The buzzards flying around the Town of Port Royal’s water tower were not happy. On Tuesday morning, their lofty nests on top of the tower were torn down, along with the rusted steel frame and tank that has been a visual landmark in the town since 1942.

It took the town about five years to plan and build a new water supply system, but it took less than one hour for the mechanics with Iseler Demolition of Port Hope, Mich., to take down the town’s outdated 21,000-gallon, elevated storage tank.

“We have had three mayors and three town managers that have worked on this project,” said Alex Long, the town’s mayor. “And this water tower was still in operation three weeks ago.”

The water tower was demolished and replaced with a 26,000-gallon atmospheric ground storage tank with two booster pumps and two bladder tanks housed in a new 20-by-20-foot precast building.

Long said the water system was failing because of mismanagement and lack of proper financial management over the years. The Virginia Department of Health’s inspection of the tower said the storage tank was not water-tight—which potentially could cause contamination—and structurally unsound.

The estimated cost of the project is $1.4 million. The town received $800,000 in grant money from U.S. Department of Agriculture.
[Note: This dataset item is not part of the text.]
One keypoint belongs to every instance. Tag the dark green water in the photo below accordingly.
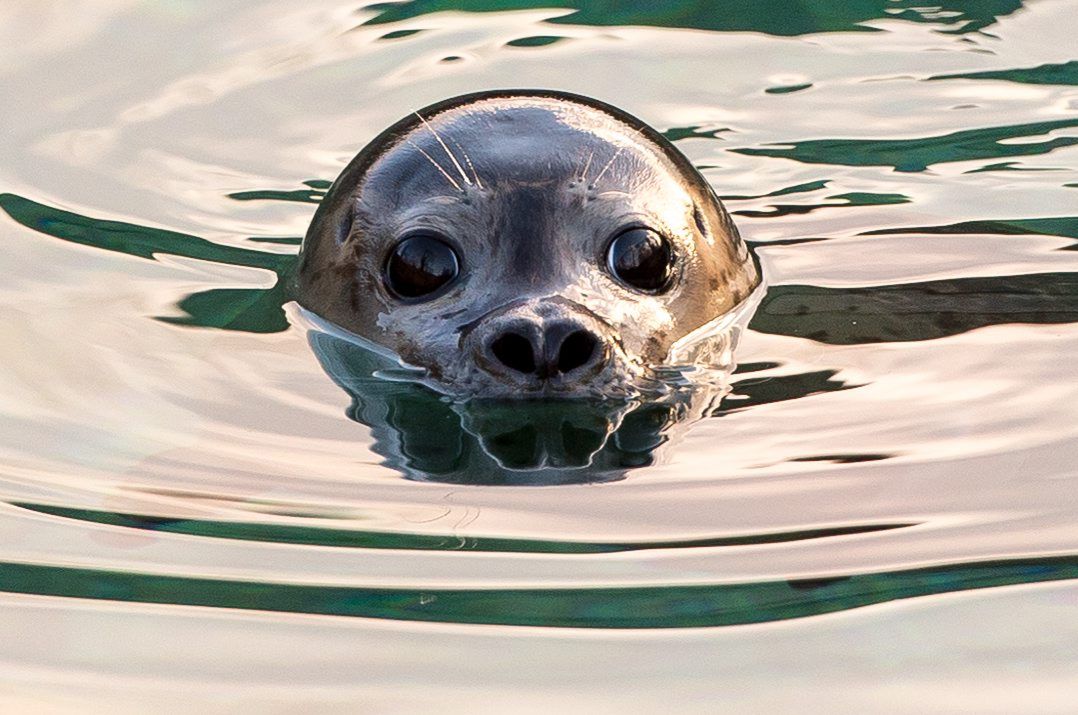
(208, 507)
Town residents agreed to pay higher water bills to shoulder their part of the financial responsibility, and Caroline County agreed to annex the town and gained 337 acres for additional revenues.

“It’s exciting to have a modern water system,” said Elizabeth Heimbach, who was watching the tower demolition. “Port Royal is rising.”

The U.S. Army built the original tower structure, whose wooden water tank was replaced in 1960. The water tower was needed for Fort A. P. Hill in nearby Caroline County, where troops were trained for World War II. Steel was rationed and used to build tanks, ships and aircraft.

“Presently, the new system and tanks are delivering water to citizens and businesses,” Long said. “After the elevated water tank is removed, and other site work done, the project will be completed.”

The Town Council is planning an official ceremony later this year.